LD Évidemment. Je mettrais le made in France à part, car c’est un positionnement. En revanche, le bio, le zéro déchet, la clean beauty, etc., sont des prérequis nécessaires, surtout en pharmacie. Après, peut-on renoncer à certaines molécules efficaces sous prétexte d’être clean beauty ? Sur des produits généralistes, je pense que oui ! Sur des sérums, par exemple, qui exigent plus de technicité, ce n’est pas toujours si facile. Quant aux produits bio, ils ont bien souvent encore des qualités d’usage inférieures aux produits plus traditionnels.

PM Pouvez-vous aider un pharmacien qui souhaite développer son rayon cosmétique ?

LD Notre cabinet n’intervient pas au niveau du point de vente. Mais nous pouvons conseiller des groupements qui souhaitent se différencier de la concurrence en référençant des marques un peu spécifiques.

PM Le retail reste-t-il un secteur clé pour les marques de cosmétique ?

LD Oui, et ce pour n’importe quel circuit de distribution : l’hypermarché, la parfumerie haut de gamme, le sélectif, la pharmacie, les salons de coiffure ou d’esthétique, etc. Le retail permet l’expérientiel, le testing, le déploiement d’un univers de marque. En parallèle, le digital, qui est devenu un relais de croissance incontournable pour beaucoup de marques de cosmétique, apporte de la rapidité et de la praticité dans l’acte d’achat. La pharmacie doit davantage travailler l’achat plaisir sur les produits de beauté vendus dans le point de vente. Par exemple, en créant une zone avec les coups de cœur du pharmacien. C’est aussi l’occasion de mettre en avant de jeunes marques disponibles uniquement en ligne, qui répondent aux standards du circuit officinal.

PM Comment les marques de cosmétique ont-elles intégré la notion de conseil en ligne ?

LD Beaucoup d’entre elles ont des leaders d’opinion. Les grands laboratoires distribués en pharmacie ont trouvé un mode opératoire avec des pharmaciens et des dermatologues prodiguant des conseils en ligne aux internautes, qui fonctionne plutôt bien. Mais tout le monde n’a pas les moyens ni la force de frappe des grands groupes.
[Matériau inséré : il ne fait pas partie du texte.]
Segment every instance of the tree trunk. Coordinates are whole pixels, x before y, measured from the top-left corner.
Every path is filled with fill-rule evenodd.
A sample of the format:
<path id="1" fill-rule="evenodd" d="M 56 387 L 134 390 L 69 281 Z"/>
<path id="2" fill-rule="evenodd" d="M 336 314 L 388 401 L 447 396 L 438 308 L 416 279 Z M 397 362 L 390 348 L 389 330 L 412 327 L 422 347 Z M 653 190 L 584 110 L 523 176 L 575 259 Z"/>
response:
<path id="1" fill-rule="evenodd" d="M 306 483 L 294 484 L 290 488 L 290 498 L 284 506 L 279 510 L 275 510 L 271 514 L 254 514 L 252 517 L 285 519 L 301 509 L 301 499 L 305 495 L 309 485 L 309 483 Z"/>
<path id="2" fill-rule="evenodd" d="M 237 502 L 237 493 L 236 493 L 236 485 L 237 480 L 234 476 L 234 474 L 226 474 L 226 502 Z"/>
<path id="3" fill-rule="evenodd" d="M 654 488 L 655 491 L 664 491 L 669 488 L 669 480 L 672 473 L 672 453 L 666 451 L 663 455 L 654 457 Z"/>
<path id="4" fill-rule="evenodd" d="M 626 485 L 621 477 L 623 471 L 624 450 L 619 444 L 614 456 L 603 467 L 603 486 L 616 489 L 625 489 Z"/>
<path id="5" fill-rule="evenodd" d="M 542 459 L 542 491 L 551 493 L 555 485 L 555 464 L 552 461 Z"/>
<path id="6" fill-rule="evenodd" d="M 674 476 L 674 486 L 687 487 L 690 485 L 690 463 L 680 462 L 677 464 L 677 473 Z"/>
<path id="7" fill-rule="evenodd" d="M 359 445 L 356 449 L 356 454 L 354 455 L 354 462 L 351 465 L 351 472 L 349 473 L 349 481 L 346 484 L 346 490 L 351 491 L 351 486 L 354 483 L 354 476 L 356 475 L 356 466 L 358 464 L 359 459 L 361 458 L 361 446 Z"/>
Du coup, les petites marques privilégient davantage les réseaux sociaux.

BIO EXPRESS

1988-1989

DESS Affaires internationales, Business Development à l’université Paris Dauphine-PSL.

1988-1990

Chef de produit chez Air Liquide à Copenhague.

2000

Directeur général France de Garnier et Gemey-Maybelline.

2007

Directeur général France de la division des produits professionnels du groupe L’Oréal.

2017-2022

Directeur général de la zone Europe de l’Ouest pour la division des produits professionnels chez L’Oréal.